Begining of the project : May, 21 2007
At the beginning of the first week , we didn't know what libraries / tools to use and we had big gaps in our knowledge of 3D geometry and stereo reconstruction. We read the very well made course of Peter Sturm on Computer Vision, and we got acknowledged with Visual C++ and OpenCV. Starting from nothing, except examples from the internet, one of the hard part was to organize our software and his development. We began to create the software backbone : classes and methods.
We thought we could make our self calibration tool, using the OpenCV methods (there is a method that detects corners on a chessboard, which can be very useful for calibration). But this is a long process and we wanted to spend most of your time on the Motion Capture itself, so we decided to use MatLab to calibrate our cams. That's why we built a function able to import the result from a MatLab file into our software.
During several days we conducted experiments and tests on the way we could control the video stream of our webcams, from our laptops. We tried to code a simple soft which could open the configuration pannel of the webcams, and take shots. We used that to take shots of a calibration pattern which was a chessboard.
On the other side, we began to ponder about image processing algorithms which would be able to detect white spots on a low quality picture. Algorithms and methods are detailed on the image processing page.
Originally we didn't know if we would be able to build a real-time software, that's why we tried to assess the bandwidth of the USB ports, and the capacity of our laptops. The results were disapointing : to get a real-time stream we had to plug one cam per USB controller, that is to say two cams maximum per laptop. What's more, we had a poor framerate using the OpenCV capture methodes, and given that the image processing algorithms require a lot of time to compute a picture, we concluded that real-time capture was impossible on a single computer.
Luckily we found another way to capture the video stream : it's called CvCam and it's part of OpenCV. We also tried to spread the load over several computers.
Thus, we came to network. With a cam per client laptop -the eyes-, and a server -the brain-, we were able to get all the pictures we needed within 33 ms ( the max cam frequence was 30 FPS). The clients, after being connected to the server, wait for a capture request, then take a shot, find the white spots, and send the coordinates of these spots to the server. Network also allows the synchronisation of the captures. More details on the network page.
After a setup of the network, we conducted some tests on its speed and its bandwidth capacities.
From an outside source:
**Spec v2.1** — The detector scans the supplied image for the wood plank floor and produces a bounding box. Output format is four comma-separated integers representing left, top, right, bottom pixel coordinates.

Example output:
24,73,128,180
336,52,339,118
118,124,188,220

Given that only few data transit on it, we were finally ready for the real-time capture.
The first thing that we needed now was the possibilty to test what we had done. We added the OpenGL rendering thread, server side, to visualize the scene (only the cameras at the moment).
We tried differents methods to process the images, we took shots of black suited models, wearing white spots. And we tested our algorithms. Actually the best way to process the images was to set the parameters at the launching of the soft : we gave up the fully automatic configuration : the webcams are differents, the luminosity changes ...
Due to OpenCV -CvCam- bugs, we separated the soft into two parts : calibration part, and capture part. Why? because we need a first thread to run the network engine, and another to get the video stream, and yet the CvCam methods that we invoke to start the capture creates its own thread, and we cannot put it in another thread. The solution we found : we start the network in the main thread, then we start the capture, that creates its own thread but we cannot control it (stop it) anymore without exiting the program. Because we need a pause between calibration and capture, we decided to split it in two parts.
Another main issue was the initialisation of the scene. We need to track the white spots and we need to identify then, because the server receive only non identified 2D coordinates, and therefore needs a startpoint to track each spot. Our idea was to introduce an initialisation part, in which the model spreads his arms, and stay still. Then we click on the spots, in a predefined order, on each clients. We have set a little tracking system to keep the spots identified by the client. We the server send the capture start request, every client sends the ordered data, the initialisation sequence is over.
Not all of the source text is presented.